Can we use fractional coefficients in stoichiometric equations?

Is #H_2(g) + 1/2O_2(g) rarr H_2O(l)# correct?

1 Answer
Aug 16, 2017

Answer:

So you ask about half-integral coefficients.....? Can you use them? I dunno, ask your chemistry professor. If he/she uses them on the whiteboard I would say yes....

Explanation:

So is #H_2(g) + 1/2O_2(g) rarr H_2O(l)# right?

Now I cannot have HALF a dioxygen molecule, but I certainly can have half a mole, i.e. a #16*g# mass of dioxygen. And this combines with a mole of dihydrogen, i.e. a #2*g# mass of #H_2#, to give a molar quantity of water, i.e. an #18*g# mass of water.

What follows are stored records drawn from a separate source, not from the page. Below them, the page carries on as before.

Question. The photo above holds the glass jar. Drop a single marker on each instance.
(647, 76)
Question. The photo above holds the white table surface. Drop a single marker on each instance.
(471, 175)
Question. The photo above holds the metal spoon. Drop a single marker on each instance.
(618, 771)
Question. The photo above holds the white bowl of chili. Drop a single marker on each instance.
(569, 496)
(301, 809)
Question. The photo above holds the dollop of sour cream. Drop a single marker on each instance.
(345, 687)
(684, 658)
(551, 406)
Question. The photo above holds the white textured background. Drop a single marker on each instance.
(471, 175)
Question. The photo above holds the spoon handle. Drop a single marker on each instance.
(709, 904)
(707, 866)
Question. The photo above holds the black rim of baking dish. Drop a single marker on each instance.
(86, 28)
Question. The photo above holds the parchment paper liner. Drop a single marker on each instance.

The stoichiometric coefficients used in the given equation are thus no more than tools. They may be appropriate or inappropriate given a specific scenario. When we assess stoichiometric equivalence, I maintain that a half-integral coefficient can certainly be useful, and correct, and therefore right. And, for me at least, when we write out the alternative.....

#2H_2(g) + O_2(g) rarr 2H_2O(l)#

....when we calculate equivalent masses, there is the possibility of ballsing something up. Do I divide by two, or do I multiply by two...to find mass equivalence? And still, after many years, it is NOT immediately obvious to me.....on the other hand...for...

#H_2(g) + 1/2O_2(g) rarr H_2O(l)#

..the mass equivalence is directly obvious to me.

We know that all chemical equations observe stoichiometry.

And the answer to your question is that by the criteria I have advanced.....#H_2(g) + 1/2O_2(g) rarr H_2O(l)# IS RIGHT! They are a means to an end to represent stoichiometry, i.e. conservation of mass and charge. The equation is there to serve me, to help me in calculating stoichiometric equivalence. I am not here to serve some abstract notion of chemical equations.

Likewise.....#HC-=CH(g) +5/2O_2(g)rarr 2CO_2(g) +H_2O(l)# is also correct, as is...

#C_2H_6(g) + 7/2O_2(g) rarr 2CO_2(g) + 3H_2O(l)# because the representation absolutely CONSERVES MASS and CHARGE. Happy? Not everyone will be.